PAUL: Sure, we could take the plastic off. I’m like an old Lady where I’ve got everything—well, stuff that’s close to the table is kind of in a splash zone, like at Marine Land. Foodstuffs end up on things. But yeah, so Roula did this series where she’d find books covers that were interesting or that fit certain themes. We have a couple of her books. We saw a real first edition of Ariel at Shakespeare and Company while we were in Paris, but we couldn’t afford it.
WENDY: The tactility of Roula’s books is a bit of a problem, though. One of the art fairs Paul’d worked at, you had them, like, stacked on a table, and people just wanna pick them up.
PAUL: Then they realize that they’re art and get all scared, they just wanna drop them like they’re a hot potato or something, yeah. Eeep! Art!
PAUL: One of the things I like to collect are vintage books, just for the covers. Those R.D. Laing ones, I’ve got a bunch of those. And then there’s that Andy Warhol cover, and Alvin Lustig, they’re just such great pieces of artwork on their own. Or anything from New Directions—those New Directions Books have just such amazing covers on them. And kid’s books, I like a lot of kid’s books from the ‘60s and ‘70s…A lot of the art work we like is really text driven, or text is often a big part of it. So, I don’t know, it seems like it’s not a big shift from liking books to artwork. Some of our books—we have this book series by Kay Rosen, it’s called List, where she takes french words and then the words in French are also words in English, and she takes the French words and puts them into English…

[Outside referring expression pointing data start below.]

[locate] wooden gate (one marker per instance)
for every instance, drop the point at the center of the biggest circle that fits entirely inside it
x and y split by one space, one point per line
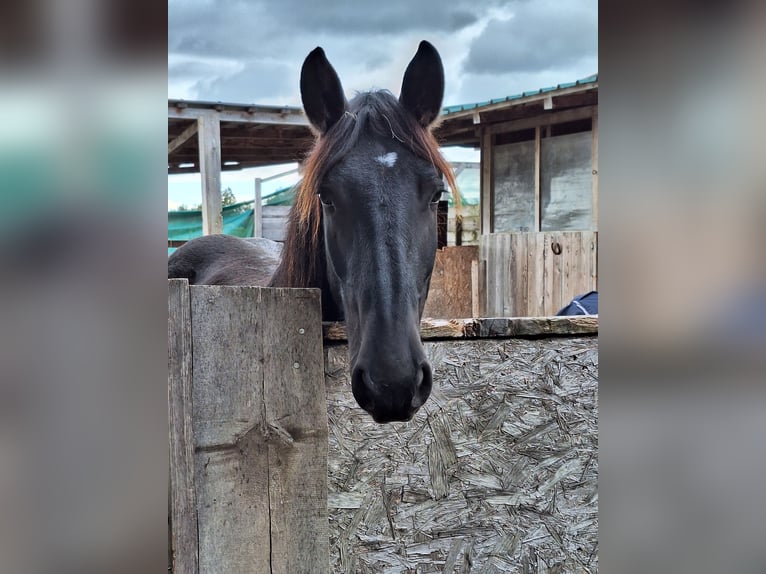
248 430
536 274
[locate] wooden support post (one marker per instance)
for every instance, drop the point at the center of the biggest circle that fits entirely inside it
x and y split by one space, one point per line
538 204
210 172
487 197
258 209
182 499
594 189
249 436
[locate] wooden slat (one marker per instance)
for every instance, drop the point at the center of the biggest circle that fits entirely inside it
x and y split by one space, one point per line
260 430
557 271
182 496
296 412
258 209
519 284
289 118
475 289
469 328
449 294
182 138
538 207
231 471
536 288
595 169
487 183
570 115
210 169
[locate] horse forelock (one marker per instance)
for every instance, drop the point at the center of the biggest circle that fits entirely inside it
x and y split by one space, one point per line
377 112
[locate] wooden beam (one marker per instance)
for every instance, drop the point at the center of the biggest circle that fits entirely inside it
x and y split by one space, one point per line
292 118
594 188
486 183
523 100
210 169
258 210
538 204
571 115
470 328
182 497
182 138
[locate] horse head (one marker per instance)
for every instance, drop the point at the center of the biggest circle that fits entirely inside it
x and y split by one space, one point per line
377 174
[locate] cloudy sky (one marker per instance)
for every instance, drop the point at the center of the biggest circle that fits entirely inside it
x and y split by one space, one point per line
251 51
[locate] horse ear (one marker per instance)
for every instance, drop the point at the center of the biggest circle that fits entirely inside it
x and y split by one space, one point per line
423 85
321 91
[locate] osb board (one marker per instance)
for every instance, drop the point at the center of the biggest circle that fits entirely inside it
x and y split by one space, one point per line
449 294
497 473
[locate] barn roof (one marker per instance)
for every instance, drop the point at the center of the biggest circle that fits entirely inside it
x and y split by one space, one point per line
255 135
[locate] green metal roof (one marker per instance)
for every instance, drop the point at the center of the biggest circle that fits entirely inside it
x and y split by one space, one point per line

WENDY: You get it when you look at it.
PAUL: Look, I just wanna point out that there’s no shame in any of those books in the back. Like, in my ideal house I’d have a full room that would be a library. It’s about straight space. We have to really edit things, living in such a small space. We have a lot of junk. The problem is we’ve got the flat files for art, cds, records, there’s just too much stuff, it takes up too much space. I’m kind of bad at getting rid of things.
WENDY: Yeah, you really are. We did a cull once, when we were painting the shelf. We had to take everything off of there, so basically the entire contents of our apartment. There were books piled up under the couch and in all the corners.
PAUL: I liked that.
WENDY: There wasn’t room to walk.
PAUL: I kind of really like clutter. But then I also like it very clean, too. So I have that inner battle.